We need to be still and know that God is God. We need to slow down and remember Malachi’s word ‘Then those who feared the Lord talked with each other and the Lord listened and heard. A scroll of rembrance was written in His presence concerning those who feared the Lord and honoured his name.’ I understand the Hebrew means He bent down his ear to listen to them. We need to take time with each other to talk about our Lord together and honour His name.
A little family in a church in Northern Ireland that is one of those glorious exceptions to all that I have been writing about wrote to me last week. They assured me that they were praying for me and for Margaret who cares for and supports me at this difficult time of illness. They passed on a verse from Zephaniah to me. Zephaniah? Of course! It is chapter 3/17: “The Lord is with you, He is mighty to save. He will take great delight in you, He will quiet you with His love, He will rejoice over you with singing’. What a mind-boggling truth! As a mother takes her fretting, crying, distressed child and quiets it in her arms with love and sings over it, so the one who created massive nebula and galaxies (see NASA’s Pillars of Creation) moves to quiet us, to slow us down, to listen to His heartbeat and truth.
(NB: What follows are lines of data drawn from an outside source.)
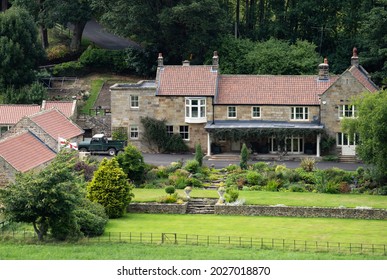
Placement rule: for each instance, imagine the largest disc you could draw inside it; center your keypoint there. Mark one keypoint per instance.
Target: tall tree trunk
(77, 36)
(44, 36)
(4, 5)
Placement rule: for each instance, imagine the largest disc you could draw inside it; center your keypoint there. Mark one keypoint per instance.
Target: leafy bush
(308, 164)
(91, 218)
(254, 178)
(272, 186)
(199, 154)
(231, 195)
(170, 189)
(192, 166)
(132, 163)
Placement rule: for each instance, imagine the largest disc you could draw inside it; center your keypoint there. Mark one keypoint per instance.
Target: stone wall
(157, 208)
(306, 212)
(268, 113)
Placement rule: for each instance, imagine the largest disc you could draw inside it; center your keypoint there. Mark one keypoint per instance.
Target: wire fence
(223, 241)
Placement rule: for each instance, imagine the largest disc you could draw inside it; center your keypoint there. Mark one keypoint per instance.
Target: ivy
(236, 134)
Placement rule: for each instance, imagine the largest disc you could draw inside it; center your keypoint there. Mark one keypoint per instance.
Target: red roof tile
(66, 107)
(271, 90)
(25, 152)
(11, 114)
(56, 124)
(187, 81)
(361, 75)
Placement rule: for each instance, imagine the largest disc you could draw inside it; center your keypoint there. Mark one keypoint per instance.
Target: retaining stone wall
(307, 212)
(157, 208)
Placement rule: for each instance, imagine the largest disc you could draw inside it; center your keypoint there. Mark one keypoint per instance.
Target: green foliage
(308, 164)
(132, 163)
(101, 59)
(192, 166)
(231, 195)
(199, 154)
(47, 199)
(110, 188)
(20, 51)
(244, 157)
(72, 68)
(120, 133)
(170, 189)
(92, 218)
(370, 124)
(30, 94)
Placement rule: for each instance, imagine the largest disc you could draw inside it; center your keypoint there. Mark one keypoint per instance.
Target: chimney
(323, 70)
(354, 58)
(160, 60)
(215, 61)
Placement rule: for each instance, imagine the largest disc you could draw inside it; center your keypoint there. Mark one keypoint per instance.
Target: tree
(40, 10)
(110, 188)
(20, 51)
(132, 163)
(372, 129)
(47, 199)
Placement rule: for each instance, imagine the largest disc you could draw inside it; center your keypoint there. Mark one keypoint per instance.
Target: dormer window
(195, 110)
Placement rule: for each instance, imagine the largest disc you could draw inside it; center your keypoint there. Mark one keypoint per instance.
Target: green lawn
(309, 229)
(124, 251)
(274, 198)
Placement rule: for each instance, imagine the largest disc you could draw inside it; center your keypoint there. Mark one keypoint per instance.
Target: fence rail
(232, 241)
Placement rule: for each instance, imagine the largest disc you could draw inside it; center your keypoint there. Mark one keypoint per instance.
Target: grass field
(125, 251)
(310, 229)
(274, 198)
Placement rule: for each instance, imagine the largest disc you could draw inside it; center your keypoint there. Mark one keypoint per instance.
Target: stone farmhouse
(33, 142)
(275, 115)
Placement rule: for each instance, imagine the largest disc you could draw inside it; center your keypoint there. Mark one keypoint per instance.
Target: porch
(266, 140)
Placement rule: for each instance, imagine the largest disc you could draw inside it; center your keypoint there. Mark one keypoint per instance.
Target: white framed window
(184, 132)
(299, 113)
(134, 132)
(231, 112)
(347, 111)
(195, 110)
(170, 130)
(255, 112)
(343, 139)
(134, 101)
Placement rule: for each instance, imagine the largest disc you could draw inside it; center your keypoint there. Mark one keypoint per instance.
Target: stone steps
(201, 206)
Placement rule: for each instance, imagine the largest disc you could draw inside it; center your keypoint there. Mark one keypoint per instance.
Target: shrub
(170, 189)
(91, 218)
(254, 178)
(199, 154)
(192, 166)
(308, 164)
(231, 195)
(272, 186)
(132, 163)
(244, 157)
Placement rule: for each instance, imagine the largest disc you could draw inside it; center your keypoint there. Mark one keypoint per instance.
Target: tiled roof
(25, 152)
(56, 124)
(66, 107)
(271, 90)
(11, 114)
(187, 81)
(362, 76)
‘Our supreme exemplar is our Lord Jesus himself,’ writes John Stott in New Issues Facing Christians Today (Zondervan). ‘It is often said that He was always available to people. This is not true. He was not. There were times when He sent the crowds away. He refused to allow the urgent to displace the important. Regularly he withdrew from the pressures and the glare of His public ministry, in order to seek his Father in solitude and replenish His reserve of strength. Then, when it came to the end, He and his apostles faced the final test together.’ The fact is that the apostles fled at the vital moment. Why? Was it not because they slept while He prayed? So let’s come out of the fast lane this week and slow down and spend time in prayer and meditation. Slowly but surely we will hear God singing over us. Go on, try it.